La storia del suo film Avanti l’aveva immaginata oltre quindici anni fa. La quattordicesima domenica del tempo ordinario è il titolo di una canzone, l’unica incisa da Marzio e Samuele, amici per la pelle che, giovanissimi nella Bologna degli anni Settanta, fondano il gruppo musicale I Leggenda sognando il successo. Oltre a loro c’è Sandra, il fiore più bello di Bologna, che aspira a diventare indossatrice e sposa Marzio. Da quel momento in poi tutto sembra possibile, ma un giorno all’improvviso arriva un vento ostile che spazza via tutto. Trentacinque anni dopo, i tre protagonisti sono impegnati a fare i conti con le proprie vite, gli errori commessi e i sogni infranti.
Il regista Pupi Avati - .
Prodotto da Duea e Minerva Pictures, nelle sale con Vision Distribution dal 4 maggio, il film nasce proprio da una fantasia di Avati che ha cominciato a immaginare cosa sarebbe accaduto se l’unione con la donna della sua vita si fosse interrotta fino a un nuovo incontro, qualche decennio dopo.

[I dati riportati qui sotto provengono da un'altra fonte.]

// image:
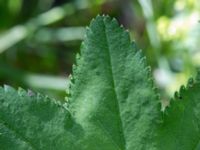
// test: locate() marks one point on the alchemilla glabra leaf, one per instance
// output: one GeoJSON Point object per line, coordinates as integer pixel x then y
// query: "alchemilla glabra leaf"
{"type": "Point", "coordinates": [111, 105]}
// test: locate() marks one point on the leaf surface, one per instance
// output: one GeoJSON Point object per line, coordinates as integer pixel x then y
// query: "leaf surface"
{"type": "Point", "coordinates": [181, 127]}
{"type": "Point", "coordinates": [112, 95]}
{"type": "Point", "coordinates": [35, 122]}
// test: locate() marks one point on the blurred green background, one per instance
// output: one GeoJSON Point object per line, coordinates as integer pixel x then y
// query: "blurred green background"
{"type": "Point", "coordinates": [40, 38]}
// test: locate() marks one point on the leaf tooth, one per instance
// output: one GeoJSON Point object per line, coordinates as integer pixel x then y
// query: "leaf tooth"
{"type": "Point", "coordinates": [8, 88]}
{"type": "Point", "coordinates": [176, 95]}
{"type": "Point", "coordinates": [190, 82]}
{"type": "Point", "coordinates": [21, 92]}
{"type": "Point", "coordinates": [182, 89]}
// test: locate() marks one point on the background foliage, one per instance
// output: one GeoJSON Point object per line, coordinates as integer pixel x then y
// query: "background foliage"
{"type": "Point", "coordinates": [39, 39]}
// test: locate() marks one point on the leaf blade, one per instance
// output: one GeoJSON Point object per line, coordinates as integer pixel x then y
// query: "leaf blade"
{"type": "Point", "coordinates": [30, 121]}
{"type": "Point", "coordinates": [112, 86]}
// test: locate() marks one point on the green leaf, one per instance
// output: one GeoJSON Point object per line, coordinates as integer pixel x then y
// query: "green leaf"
{"type": "Point", "coordinates": [32, 121]}
{"type": "Point", "coordinates": [181, 127]}
{"type": "Point", "coordinates": [112, 95]}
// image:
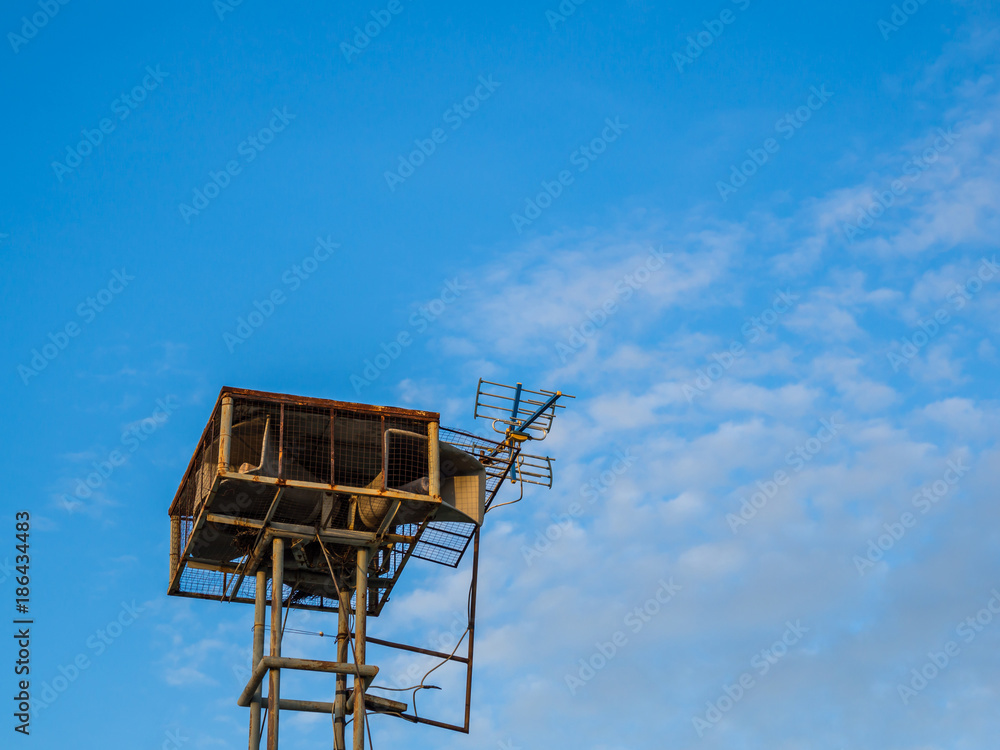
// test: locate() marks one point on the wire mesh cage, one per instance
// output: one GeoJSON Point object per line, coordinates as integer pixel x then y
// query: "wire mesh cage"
{"type": "Point", "coordinates": [325, 473]}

«Il film – dice il regista – parla molto di me, di momenti e persone che hanno a che fare con la mia autobiografia. Tranne il western ho frequentato tutti i generi, ma avevo la sensazione che nella mia filmografia non ci fossero un film così sincero. Sono stato molto eclettico nella mia carriera, eppure mancavano alcune confidenze. Ho cercato di armonizzare temperature e note per evitare auto-celebrazioni ed auto-compiacimenti, sebbene si tratti della storia di un fallimento. Si, perché siamo tutti dei falliti rispetto ai nostri sogni, che si spingono sempre molto oltre i risultati che raggiungiamo. Alla mia età poi è forte la necessità di assicurarsi che gli altri ci assomiglino. E se qualcuno ha una sensibilità che assomiglia alla mia non può restare indifferente alla mia vita, perché raccontando la mia vita racconto anche quella degli altri. È questo il compito e dovere di chi dispone di uno strumento eccezionale come il cinema».

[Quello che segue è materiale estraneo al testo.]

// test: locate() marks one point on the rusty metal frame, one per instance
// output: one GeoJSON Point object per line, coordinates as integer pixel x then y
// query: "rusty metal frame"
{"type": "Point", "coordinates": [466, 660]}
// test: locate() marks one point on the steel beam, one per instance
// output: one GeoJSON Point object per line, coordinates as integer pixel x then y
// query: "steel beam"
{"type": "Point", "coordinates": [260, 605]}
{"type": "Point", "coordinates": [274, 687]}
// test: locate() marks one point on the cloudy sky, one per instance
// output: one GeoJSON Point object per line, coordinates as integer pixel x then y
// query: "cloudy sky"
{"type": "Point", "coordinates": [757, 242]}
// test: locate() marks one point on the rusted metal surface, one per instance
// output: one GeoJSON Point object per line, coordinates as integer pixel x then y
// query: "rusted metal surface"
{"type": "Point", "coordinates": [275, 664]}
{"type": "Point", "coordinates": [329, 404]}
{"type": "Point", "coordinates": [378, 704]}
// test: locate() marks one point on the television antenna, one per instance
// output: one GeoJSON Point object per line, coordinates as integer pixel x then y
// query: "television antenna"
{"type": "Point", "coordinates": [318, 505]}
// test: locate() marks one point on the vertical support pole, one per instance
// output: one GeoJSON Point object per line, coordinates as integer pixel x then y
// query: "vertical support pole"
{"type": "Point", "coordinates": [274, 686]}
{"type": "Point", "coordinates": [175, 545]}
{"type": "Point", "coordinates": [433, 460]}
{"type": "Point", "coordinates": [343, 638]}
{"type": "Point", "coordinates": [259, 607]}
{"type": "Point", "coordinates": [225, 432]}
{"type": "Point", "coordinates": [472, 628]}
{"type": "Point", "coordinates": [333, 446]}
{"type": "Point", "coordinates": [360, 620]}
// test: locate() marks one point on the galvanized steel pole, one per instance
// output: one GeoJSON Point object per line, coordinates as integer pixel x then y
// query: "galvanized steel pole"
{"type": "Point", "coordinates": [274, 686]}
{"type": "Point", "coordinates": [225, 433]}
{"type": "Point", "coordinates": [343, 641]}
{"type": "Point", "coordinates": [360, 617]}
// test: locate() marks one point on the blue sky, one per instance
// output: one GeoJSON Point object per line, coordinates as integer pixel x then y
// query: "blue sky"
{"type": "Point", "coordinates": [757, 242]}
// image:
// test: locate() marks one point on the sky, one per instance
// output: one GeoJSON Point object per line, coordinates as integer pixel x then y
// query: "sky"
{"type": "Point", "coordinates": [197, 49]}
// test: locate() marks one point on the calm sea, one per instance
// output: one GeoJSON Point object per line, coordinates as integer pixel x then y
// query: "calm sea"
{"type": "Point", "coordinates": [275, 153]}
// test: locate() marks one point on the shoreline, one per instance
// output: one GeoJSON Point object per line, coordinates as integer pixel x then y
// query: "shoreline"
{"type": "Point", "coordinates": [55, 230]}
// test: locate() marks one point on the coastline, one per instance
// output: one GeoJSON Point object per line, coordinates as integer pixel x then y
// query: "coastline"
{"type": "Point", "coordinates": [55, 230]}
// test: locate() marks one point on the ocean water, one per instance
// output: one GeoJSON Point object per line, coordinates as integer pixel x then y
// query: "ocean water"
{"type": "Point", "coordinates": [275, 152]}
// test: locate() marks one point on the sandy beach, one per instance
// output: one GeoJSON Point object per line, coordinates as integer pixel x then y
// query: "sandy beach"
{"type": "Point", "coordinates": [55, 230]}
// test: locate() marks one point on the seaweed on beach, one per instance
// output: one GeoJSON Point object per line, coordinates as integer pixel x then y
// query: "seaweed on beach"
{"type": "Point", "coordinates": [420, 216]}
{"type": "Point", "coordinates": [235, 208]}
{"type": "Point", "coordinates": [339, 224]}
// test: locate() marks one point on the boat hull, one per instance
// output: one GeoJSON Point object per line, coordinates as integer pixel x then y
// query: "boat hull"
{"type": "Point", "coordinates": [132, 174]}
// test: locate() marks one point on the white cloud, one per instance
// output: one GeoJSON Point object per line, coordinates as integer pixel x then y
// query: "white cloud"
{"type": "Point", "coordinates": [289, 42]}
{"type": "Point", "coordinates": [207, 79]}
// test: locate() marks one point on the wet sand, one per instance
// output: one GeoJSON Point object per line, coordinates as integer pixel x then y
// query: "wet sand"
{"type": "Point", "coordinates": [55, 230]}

Il film ha riportato Avati nella sua Bologna e gli ha permesso di riflettere anche sulla figura paterna, che a Pupi è venuta meno sin da adolescente (suo padre è infatti morto all’età di 40 anni) e che questa volta gli ha suggerito l’improvvisa nostalgia per un’assenza di cui non si era accorto in tutti questi anni. Un’assenza a cui ha dato corpo e voce Cesare Bocci. E a proposito degli attori, il regista ha vinto ancora una volta la sua scommessa dimostrandosi coraggioso e lungimirante talent scout, sempre pronto a puntare su volti ancora sconosciuti e su attori di grande fama in ruoli inediti. «Il mio obiettivo è sempre quello di allungare la panchina del casting, attingendo a un bacino di interpreti molto più ampio», ha detto il regista. Per questo nei panni di Marzio e Sandra ci sono Lodo Guenzi, cantante del gruppo Lo Stato Sociale, e la debuttante Camilla Ciraolo, ex allieva di Pupi in un corso di recitazione, mentre Gabriele Lavia, uno dei grandi protagonisti del teatro classico, ha ritrovato Avati a quarant’anni da Zeder.
Per il regista invece chiamare Edwige Fenech, ex star della commedia sexy, nei panni di una Sandra matura, costretta a guardare in faccia fragilità e fallimenti, è stata una vera “provocazione”. «Non potevo non scegliere l’attrice più bella degli anni Ottanta in un film in parte ambientato in quel decennio. Quando ci siamo confrontati con la produzione proponendo il suo nome, abbiamo suscitato un po’ di sconcerto. Era accaduta la stessa cosa quando abbiamo scelto Renato Pozzetto e Katia Ricciarelli».
«A sette anni dalla mia ultima interpretazione – dice invece la Fenech – non mi aspettavo più di tornare a fare cinema. La chiamata di Pupi è stata una vera gioia e ho pensato che i sogni si realizzano. È un ruolo che desideravo da molto tempo in questa fase della mia vita, così come la possibilità di confrontarmi con una immagine diversa dalla mia». Nel cast anche Massimo Lopez, con cui Avati voleva lavorare da tempo per affidargli un personaggio drammatico, e Nick Russo, che interpreta Samuele da giovane.